As one kind of cell-based drug-delivery system,^14,15 extracellular vehicles (EVs)/exosomes have received increasing attention due to their excellent biocompatible behaviors compared with other synthetic systems. Among them, we and others have linked mesenchymal stem/stromal cell-derived EVs (MSC-EVs) to translational medicine in the context of numerous diseases, including myocardial infarction,¹⁶ sepsis,¹⁷ stroke,¹⁸ and Parkinson's disease,¹⁹ due to their availability, quality, and reproducibility. EVs fuse to target cells either with their plasma membranes directly or with the endosomal membranes after endocytic uptake.²⁰ Regarding this, we propose that macrophage-derived EVs (Mac-EVs) may achieve a higher uptake efficiency to Mo/Mps than commonly used MSC-EVs due to the fact that Mac-EVs possess surface membrane properties similar to their parent cells,²¹ hence suit perfectly for drug delivery to the Mo/Mps system.

In this work, a large number of MSC-EVs and Mac-EVs were readily obtained from bone marrow MSCs and immortalized bone marrow-derived macrophages (iBMDMs), respectively.
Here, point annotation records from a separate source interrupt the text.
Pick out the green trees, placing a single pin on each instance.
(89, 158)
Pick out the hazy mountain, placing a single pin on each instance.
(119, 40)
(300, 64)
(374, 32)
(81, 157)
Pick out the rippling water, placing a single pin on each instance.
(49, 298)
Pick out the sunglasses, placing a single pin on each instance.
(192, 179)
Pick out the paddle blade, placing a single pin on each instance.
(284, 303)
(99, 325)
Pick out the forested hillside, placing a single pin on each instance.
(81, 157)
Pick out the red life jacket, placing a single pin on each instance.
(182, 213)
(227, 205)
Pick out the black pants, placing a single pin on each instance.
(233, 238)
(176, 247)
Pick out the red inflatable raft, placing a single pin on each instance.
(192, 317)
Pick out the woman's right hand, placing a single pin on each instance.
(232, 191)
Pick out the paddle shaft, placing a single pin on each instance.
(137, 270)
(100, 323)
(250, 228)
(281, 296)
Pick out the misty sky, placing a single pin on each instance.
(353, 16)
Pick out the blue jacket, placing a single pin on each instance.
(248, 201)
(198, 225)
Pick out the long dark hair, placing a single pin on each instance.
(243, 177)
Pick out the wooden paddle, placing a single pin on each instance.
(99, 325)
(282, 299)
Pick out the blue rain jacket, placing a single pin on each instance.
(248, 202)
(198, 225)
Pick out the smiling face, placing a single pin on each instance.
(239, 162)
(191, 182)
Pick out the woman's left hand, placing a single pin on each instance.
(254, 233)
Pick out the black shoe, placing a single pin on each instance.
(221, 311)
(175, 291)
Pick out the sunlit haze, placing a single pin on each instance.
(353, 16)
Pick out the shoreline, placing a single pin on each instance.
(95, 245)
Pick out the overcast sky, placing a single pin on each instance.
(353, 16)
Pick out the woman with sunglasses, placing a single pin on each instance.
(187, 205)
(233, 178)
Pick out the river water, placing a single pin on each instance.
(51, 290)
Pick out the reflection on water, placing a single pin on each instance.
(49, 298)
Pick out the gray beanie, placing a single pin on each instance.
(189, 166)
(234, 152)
Intriguingly, Mac-EVs seemed to achieve a higher uptake to inflammatory Mo/Mps than MSC-EVs did. It was further demonstrated that Mac-EVs exhibit excellent capacity of accumulating at the site of the spleen, from which Ly6C^high inflammatory Mos are dispatched to sites of local infection.⁹ Mac-EVs were then encapsulated with siCCR2 for therapeutic silencing of CCR2. These siCCR2-loaded Mac-EVs not only blunted in vitro chemotaxis of inflammatory Mo/Mps toward CCL2 but also impaired the in vivo egress of splenic Ly6C^high Mos and calmed subsequent septic cytokine storm syndrome (Scheme 1). Finally, such a nanobiotechnology platform may be further optimized by loading drugs into Mac-EVs from specified patients for personalized medication.
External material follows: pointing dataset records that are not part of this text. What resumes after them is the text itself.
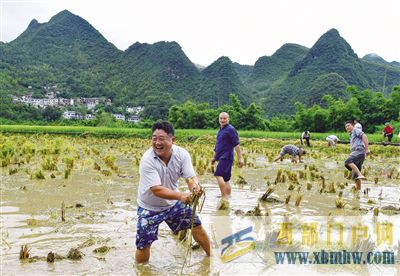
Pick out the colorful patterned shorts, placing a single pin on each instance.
(177, 217)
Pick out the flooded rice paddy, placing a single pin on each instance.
(60, 193)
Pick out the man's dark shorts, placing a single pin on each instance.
(177, 217)
(224, 169)
(389, 136)
(356, 157)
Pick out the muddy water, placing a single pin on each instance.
(101, 210)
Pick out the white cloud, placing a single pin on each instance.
(208, 29)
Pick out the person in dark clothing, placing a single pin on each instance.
(305, 136)
(227, 142)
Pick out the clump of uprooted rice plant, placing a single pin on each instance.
(241, 181)
(110, 160)
(298, 199)
(280, 177)
(340, 203)
(331, 188)
(197, 204)
(269, 191)
(39, 175)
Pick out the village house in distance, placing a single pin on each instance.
(51, 99)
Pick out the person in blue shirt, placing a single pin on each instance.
(358, 148)
(227, 142)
Scheme 1 Schematic illustration demonstrating the Mac-EV-based siCCR2 delivery system which may calm the egress of inflammatory monocytes and related septic shock.

Materials and methods

Cell culture and treatments

C57BL/6 mouse-derived immortalized bone marrow-derived macrophage (iBMDM) cells were kindly provided by F. Shao (National Institute of Biological Sciences, China). iBMDM cells were maintained in RPMI 1640 medium (Procell) supplemented with 10% fetal bovine serum FBS, ExCell Bio. Bone marrow-derived MSCs from C57BL/6 mice (Cyagen Biosciences) were maintained with mesenchymal stem cell growth medium (Cyagen Biosciences) supplemented with 10% FBS as we described previously.²² iBMDMs were polarized to inflammatory status with LPS (Sigma, 20 ng mL⁻¹) plus IFN-γ (PeproTech, 20 ng mL⁻¹) for 24 h.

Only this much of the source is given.